My theory is with only 400 data points, 62 in the least common level, and 62 predictors I simply have too many predictors. With the same data and 31 predictors the model runs fine. Regardless, I was wondering if I even have to test linearity when all my predictors are ordinal (none are linear, they are all 4 point likert data).

She also said I should test for a binomial distribution

I would run the 32 explanatory variables. (But maybe I would use the lasso. It is a sort variable selection method.) For those which are signifikant or have a "large" parameter estimate I would test interactions.

You could run one factor at a time as a factor variabel with 4 levels (and all the others as linear effects). If the 4 levels are on a line then it is fine with the regression model. A linear regression model can be defendes as an approximation in a several variables Taylor series.

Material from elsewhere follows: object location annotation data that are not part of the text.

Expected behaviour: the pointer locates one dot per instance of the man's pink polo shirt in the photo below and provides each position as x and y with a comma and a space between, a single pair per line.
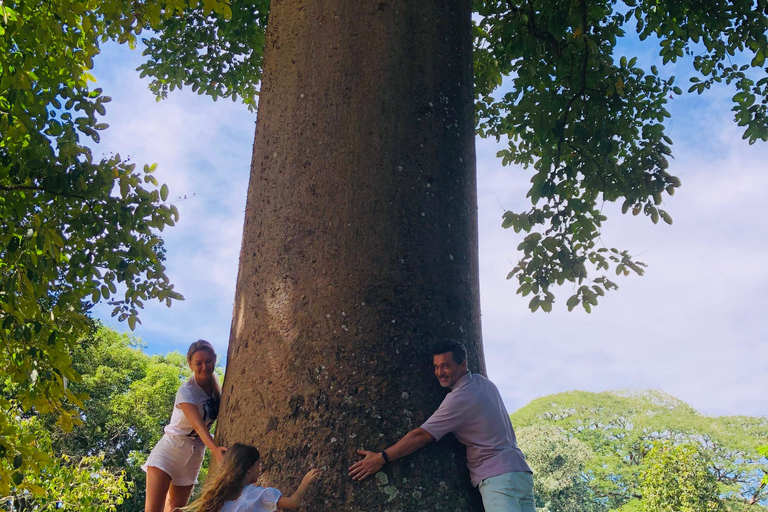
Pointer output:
474, 412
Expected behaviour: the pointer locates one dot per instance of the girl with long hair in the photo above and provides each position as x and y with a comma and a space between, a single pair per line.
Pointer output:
234, 489
175, 461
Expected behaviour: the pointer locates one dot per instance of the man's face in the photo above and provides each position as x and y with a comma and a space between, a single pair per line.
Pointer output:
446, 369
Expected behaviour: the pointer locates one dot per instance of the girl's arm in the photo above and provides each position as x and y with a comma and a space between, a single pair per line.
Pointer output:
194, 417
294, 500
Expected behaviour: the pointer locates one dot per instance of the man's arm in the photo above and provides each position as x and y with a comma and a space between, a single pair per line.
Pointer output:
374, 461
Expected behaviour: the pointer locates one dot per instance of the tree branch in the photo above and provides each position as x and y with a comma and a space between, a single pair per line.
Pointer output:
14, 188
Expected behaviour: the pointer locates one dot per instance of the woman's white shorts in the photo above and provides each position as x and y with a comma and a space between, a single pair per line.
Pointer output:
179, 457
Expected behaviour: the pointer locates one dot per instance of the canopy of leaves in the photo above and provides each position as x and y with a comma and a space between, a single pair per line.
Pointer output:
591, 123
75, 228
621, 429
548, 82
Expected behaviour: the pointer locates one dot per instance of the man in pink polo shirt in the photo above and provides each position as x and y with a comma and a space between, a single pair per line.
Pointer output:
474, 412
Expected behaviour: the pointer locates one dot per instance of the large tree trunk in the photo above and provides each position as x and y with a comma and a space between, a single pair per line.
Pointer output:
359, 249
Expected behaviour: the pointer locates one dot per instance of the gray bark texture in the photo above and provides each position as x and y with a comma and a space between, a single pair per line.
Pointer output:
359, 250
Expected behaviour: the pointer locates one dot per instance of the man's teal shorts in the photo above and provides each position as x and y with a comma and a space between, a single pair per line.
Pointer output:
510, 492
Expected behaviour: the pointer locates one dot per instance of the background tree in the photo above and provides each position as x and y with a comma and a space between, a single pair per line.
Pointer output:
130, 397
66, 241
622, 428
559, 463
676, 478
589, 122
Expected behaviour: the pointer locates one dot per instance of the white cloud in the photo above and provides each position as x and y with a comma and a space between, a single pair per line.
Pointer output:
691, 326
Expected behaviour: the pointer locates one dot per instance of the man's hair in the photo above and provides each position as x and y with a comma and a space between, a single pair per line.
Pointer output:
456, 348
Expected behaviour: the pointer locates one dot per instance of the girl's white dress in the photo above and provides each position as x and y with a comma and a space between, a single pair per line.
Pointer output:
254, 499
179, 453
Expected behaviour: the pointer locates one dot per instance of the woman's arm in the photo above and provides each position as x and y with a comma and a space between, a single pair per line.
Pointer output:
294, 500
194, 417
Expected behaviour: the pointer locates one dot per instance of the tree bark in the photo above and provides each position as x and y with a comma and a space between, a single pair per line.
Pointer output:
359, 249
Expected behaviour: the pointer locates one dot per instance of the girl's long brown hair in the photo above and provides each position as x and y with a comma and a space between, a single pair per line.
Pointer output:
207, 347
228, 484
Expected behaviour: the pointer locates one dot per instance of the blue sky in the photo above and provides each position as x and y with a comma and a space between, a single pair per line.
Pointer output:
692, 326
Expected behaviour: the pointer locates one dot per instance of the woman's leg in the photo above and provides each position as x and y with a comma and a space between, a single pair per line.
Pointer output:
178, 496
158, 482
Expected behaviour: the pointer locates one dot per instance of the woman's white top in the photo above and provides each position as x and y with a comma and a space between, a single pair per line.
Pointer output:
191, 393
254, 499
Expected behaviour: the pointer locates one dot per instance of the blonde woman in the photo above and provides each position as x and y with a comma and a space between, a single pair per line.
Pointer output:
175, 461
235, 489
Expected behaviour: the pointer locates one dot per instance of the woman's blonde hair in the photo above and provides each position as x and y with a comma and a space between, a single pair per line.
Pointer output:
228, 484
207, 347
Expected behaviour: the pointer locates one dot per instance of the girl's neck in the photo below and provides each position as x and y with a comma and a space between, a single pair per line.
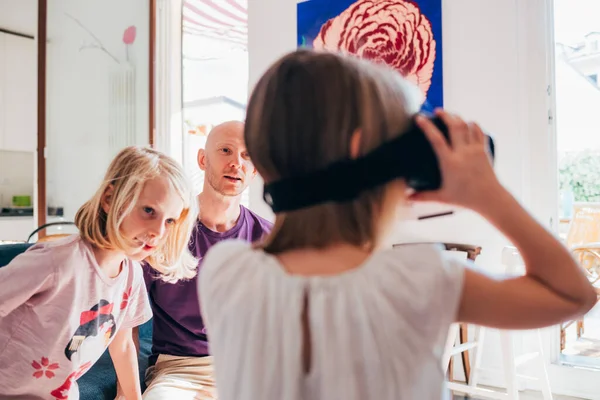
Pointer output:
109, 261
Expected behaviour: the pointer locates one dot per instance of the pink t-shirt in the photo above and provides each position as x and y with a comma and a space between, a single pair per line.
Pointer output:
58, 314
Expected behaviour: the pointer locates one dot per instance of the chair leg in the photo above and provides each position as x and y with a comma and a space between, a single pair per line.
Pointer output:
464, 338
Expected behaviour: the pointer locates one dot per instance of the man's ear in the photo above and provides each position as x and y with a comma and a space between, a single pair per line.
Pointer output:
107, 198
202, 159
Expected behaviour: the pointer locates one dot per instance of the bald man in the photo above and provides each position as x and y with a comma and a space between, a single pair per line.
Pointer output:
180, 364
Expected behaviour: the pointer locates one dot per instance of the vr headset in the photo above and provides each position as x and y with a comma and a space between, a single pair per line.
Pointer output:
409, 156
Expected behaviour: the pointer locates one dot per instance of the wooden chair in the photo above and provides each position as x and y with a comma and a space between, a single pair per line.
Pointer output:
472, 253
583, 239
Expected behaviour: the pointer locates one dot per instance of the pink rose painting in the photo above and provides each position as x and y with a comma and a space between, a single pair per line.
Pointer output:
404, 34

If all explanatory variables are 4 level Lickert items, then all variabels have the same scale, (I would say that going from 2 to 4 is an important change.) The most important variable is the one with highest regression coefficient. But you need to recompute the scale because your bosses will not understand: log(p/(1-p)) = a+b*x. So you need to compute p = 1/(1+exp( -(a+b*x1+...)

Don't make it to complicated. Simplify for the bosses.

I am simplifying it for the bosses believe me. The primary thing I report for them are 1) which variables are significant and 2) which have the most importance [aka impact]. That is a ranking from high to low. I have used 3 different approaches which I have found recommended:

1) Odds ratio [values below 1 I use the equation 1/or which effectively generates an absolute value].

2) Highest Wald values

3) A standardized coefficient [one of many that exist, its the only one SAS generates].

My problem is that the rankings are somewhat different from highest to lowest depending on which you use. And I have found no consensus on which generates the better results.

I am not sure what you mean by this. Treat one predictor as categorical [dummy coding so you would have 3 dummies] and the rest as linear predictors. Then see if the three dummies are significant?

"You could run one factor at a time as a factor variable with 4 levels (and all the others as linear effects). If the 4 levels are on a line then it is fine with the regression model."

Only 4 of my predictors actually are significant at the .05 level.

You have likert data (4 points in this case). Formally the non-linearity assumption does not apply to ordinal data. But if you treating the ordinal variables as continuous (that is using the odds ratio with them rather then creating a series of dummy variables) do you have to test linearity for them regardless of this? The likert scale variables might be ordinal, but you are treating them as if continuous (I think our likert data is continuous in that its reasonable to assume the difference between each point is the same even although formally it is not continuous in nature. This is commonly done although some disagree).

While I am asking many question, if you have ordinal variables and you assume they have to be tested for non-linearity (I used box Tidwell) what do you do to determine their importance if they are non-linear? Four of my variables turned out to be non-linear (although 2 came close to passing the Box Tidwell). I am not sure how to determine their relative importance to other variables if they are non-linear.

Splines or loess don't help because you can't use those to compare to other predictor variables in terms of their impact on the predictor.